Boyle reflected on the love of Rigo’s mom and likened it to the love of God. You see, our God is not unlike Rigo’s mom. He is compelled by love to seek us out, to “take seven buses” if necessary, just to be with us. He is compelled by love to send his Son to us only to die for us. Love compels us do some pretty amazing things…love compels God to do some pretty amazing things! Paul writes in his letter to the Ephesians, “But God, who is rich in mercy, out of the great love with which he loved us even when we were dead through our trespasses, made us alive together with Christ—by grace you have been saved.” (2:4-5) We were dead…we are dead without the love and grace of God who gives us new life through Christ! He sent his Son to live among us, to be one with us, and to die for us. God sought us out and offered us new life. What a great and mighty love indeed!
Like C.S. Lewis, Paul must have often reflected on the love of God as witnessed by his bold statement in his letter to the Romans: “No, in all these things we are more than conquerors through him who loved us. For I am convinced that neither death, nor life, nor angels, nor rulers, nor things present, nor things to come, nor powers, nor height, nor depth, nor anything else in all creation, will be able to separate us from the love of God in Christ Jesus our Lord.” (8:37-39) God’s love is a sacrificial love, compelling him to do what most of us would fail to do. Who among us would sacrifice a child out of love? What a paradoxical, counterintuitive thing to do! Yet this is precisely what our God does! God loves us so much that He’s not only willing to sacrifice his Son for us but, in so doing, He himself dies for us. Jesus said, “No one has greater love than this, to lay down one’s life for one’s friends.” (John 15:13) God died for us, there is no greater love than this!

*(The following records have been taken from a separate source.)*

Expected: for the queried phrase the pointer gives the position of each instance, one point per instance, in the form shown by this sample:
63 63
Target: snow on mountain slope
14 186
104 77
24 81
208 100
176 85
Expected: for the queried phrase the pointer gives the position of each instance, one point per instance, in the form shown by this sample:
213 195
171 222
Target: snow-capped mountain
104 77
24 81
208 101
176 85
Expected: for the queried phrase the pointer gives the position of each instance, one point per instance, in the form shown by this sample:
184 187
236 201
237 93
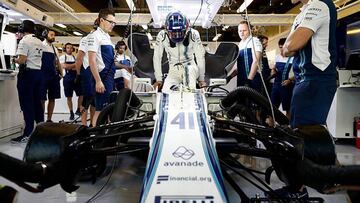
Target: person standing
101 59
51 72
69 82
84 75
250 54
181 43
312 43
123 66
283 84
29 53
265 71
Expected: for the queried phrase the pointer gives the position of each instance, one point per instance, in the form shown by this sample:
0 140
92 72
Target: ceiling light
131 5
244 6
61 25
159 9
77 33
352 32
225 27
149 36
13 13
216 37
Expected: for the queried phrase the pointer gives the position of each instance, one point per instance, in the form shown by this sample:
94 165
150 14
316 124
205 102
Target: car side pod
50 144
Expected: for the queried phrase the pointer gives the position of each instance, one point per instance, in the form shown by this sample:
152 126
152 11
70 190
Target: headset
64 48
120 43
41 32
26 26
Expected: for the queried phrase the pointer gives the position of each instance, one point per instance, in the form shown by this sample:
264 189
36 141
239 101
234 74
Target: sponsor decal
162 178
189 198
184 154
168 178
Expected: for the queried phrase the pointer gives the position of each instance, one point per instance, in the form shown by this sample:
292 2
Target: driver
181 43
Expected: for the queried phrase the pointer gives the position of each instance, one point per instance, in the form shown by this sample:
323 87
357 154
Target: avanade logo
182 152
185 154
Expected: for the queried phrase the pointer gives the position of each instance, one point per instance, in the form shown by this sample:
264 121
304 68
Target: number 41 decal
179 119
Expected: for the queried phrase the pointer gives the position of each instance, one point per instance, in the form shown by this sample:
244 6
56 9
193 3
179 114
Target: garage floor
125 183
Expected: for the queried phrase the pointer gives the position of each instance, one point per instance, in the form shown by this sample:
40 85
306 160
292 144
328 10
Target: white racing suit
182 66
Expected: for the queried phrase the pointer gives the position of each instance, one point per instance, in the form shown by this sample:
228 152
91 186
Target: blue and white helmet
176 26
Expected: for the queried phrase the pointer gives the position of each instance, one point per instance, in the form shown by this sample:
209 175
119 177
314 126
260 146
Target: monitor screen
353 62
352 46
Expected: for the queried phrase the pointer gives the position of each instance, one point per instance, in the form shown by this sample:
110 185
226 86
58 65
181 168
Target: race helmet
176 26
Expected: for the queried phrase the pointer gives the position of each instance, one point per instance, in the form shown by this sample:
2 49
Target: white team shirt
314 15
94 42
49 48
83 47
31 47
122 72
247 43
176 54
281 59
69 58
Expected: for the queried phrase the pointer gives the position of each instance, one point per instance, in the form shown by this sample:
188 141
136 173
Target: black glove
77 80
270 77
228 78
247 83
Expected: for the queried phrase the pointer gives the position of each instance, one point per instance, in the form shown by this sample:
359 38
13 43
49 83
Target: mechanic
123 66
29 53
265 71
312 43
247 62
101 59
181 43
69 82
51 72
283 84
87 84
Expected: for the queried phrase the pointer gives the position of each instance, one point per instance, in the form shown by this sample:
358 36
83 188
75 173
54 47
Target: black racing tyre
105 114
240 93
121 106
97 165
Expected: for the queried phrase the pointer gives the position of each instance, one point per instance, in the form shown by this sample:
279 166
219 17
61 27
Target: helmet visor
177 36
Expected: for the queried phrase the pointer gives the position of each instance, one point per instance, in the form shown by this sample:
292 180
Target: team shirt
180 53
83 47
246 52
123 59
283 67
66 58
319 54
100 43
31 47
49 59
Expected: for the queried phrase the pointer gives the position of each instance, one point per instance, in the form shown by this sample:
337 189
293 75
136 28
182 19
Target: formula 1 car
192 139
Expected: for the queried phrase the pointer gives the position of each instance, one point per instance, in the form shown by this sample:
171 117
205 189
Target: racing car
192 138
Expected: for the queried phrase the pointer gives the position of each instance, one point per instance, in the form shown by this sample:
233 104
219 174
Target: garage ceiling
121 6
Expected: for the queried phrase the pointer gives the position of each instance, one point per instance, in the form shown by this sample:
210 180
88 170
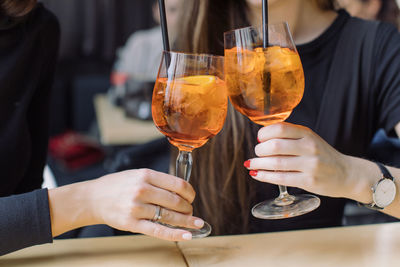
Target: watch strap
386 174
385 171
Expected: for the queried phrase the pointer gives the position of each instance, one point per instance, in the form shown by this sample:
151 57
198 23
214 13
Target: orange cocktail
264 84
189 110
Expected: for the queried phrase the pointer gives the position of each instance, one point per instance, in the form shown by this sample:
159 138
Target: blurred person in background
140 58
130 201
383 10
339 114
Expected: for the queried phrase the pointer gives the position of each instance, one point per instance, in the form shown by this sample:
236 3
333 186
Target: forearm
70 207
362 175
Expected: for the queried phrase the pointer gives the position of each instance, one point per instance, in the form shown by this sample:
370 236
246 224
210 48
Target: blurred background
108 61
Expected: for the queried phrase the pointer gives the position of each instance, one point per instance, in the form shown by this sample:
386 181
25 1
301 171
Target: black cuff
24 221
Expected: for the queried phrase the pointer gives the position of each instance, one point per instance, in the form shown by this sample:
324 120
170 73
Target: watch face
384 193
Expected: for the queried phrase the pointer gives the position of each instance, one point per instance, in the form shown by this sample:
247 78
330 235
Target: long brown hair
225 192
16 8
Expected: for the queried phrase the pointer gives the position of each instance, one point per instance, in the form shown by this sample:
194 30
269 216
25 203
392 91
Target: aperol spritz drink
190 110
266 84
189 107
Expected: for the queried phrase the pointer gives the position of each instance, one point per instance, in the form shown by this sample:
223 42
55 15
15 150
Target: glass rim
285 23
193 54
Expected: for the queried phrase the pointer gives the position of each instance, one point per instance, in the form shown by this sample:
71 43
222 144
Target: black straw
265 23
164 26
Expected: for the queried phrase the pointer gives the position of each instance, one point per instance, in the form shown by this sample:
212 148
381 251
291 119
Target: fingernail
199 223
247 164
187 236
253 173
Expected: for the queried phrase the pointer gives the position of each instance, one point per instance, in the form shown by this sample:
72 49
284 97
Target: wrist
70 207
361 176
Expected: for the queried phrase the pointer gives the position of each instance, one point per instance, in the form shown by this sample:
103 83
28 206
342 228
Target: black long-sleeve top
28 53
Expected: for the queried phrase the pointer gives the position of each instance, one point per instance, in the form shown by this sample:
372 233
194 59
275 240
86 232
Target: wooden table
371 245
117 129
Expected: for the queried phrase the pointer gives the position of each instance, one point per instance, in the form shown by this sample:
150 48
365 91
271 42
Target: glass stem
184 164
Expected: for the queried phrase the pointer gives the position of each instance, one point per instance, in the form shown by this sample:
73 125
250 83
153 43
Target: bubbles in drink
190 110
274 86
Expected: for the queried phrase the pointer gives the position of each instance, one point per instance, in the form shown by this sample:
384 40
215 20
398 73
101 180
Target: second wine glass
266 84
189 107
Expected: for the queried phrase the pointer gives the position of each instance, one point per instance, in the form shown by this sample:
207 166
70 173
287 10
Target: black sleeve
24 221
38 111
25 218
387 82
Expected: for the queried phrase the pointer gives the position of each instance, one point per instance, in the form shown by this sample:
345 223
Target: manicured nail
199 223
187 236
247 164
253 173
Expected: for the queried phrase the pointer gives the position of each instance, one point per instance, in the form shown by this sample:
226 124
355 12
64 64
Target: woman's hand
293 155
127 201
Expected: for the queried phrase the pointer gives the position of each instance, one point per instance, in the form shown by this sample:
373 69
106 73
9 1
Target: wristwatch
383 192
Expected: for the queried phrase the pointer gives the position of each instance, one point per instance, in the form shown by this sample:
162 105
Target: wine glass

In reflecting on God’s love, I invariable return to the story from the great evangelist D.L. Moody when he was preaching in Chicago. Moody recalled how a man, partially under the influence of liquor and seeing the warm lights of his church, staggered up the steps to the front door. Upon opening it, he saw no one within, but he did see the motto hanging above the pulpit: “God Is Love.” The man slammed the door, staggered down the steps, and muttered to himself, “God is love? God is not love. If God were love, He would love me, and He hates me.” He continued his uneven walk around the block, still muttering to himself. But those words began to burn images into his benumbed thinking. A power seemed to draw him back to the church. With the throngs of people that were now making their way into the church, the man soon found himself seated inside, and Mr. Moody was preaching. Once the sermon was over, Moody made his way to the door to shake hands with the people as they left. But this man didn’t leave. He continued to sit in his seat, weeping. Moody came over to him, put his arm on the man’s shoulder, and asked, “Is there something that I can do for you? What was it in my sermon that touched your heart?” “Oh, Mr. Moody, I didn’t hear a word that you spoke tonight,” the man responded. “It’s those words up there over your pulpit, ‘God Is Love.’” Moody sat down and talked with him for a while, and soon he gave his heart to God.
Nestled in our passage for this morning is this very truth: God is love. A little further along we hear, “there is no fear in love.” God’s love is a mighty and powerful thing. We gather to celebrate his love, to be awestruck by his love, just as that man in Moody’s church was. It is a sacrificial, profoundly deep love that compels God to do some pretty amazing things. As we close out this sermon series on John’s first letter, let us give thanks for the gift of God’s love. It is the reason we gather and share in fellowship. It is the reason we live at all. Thanks be to God!
In the name of the Father, Son, and Holy Spirit.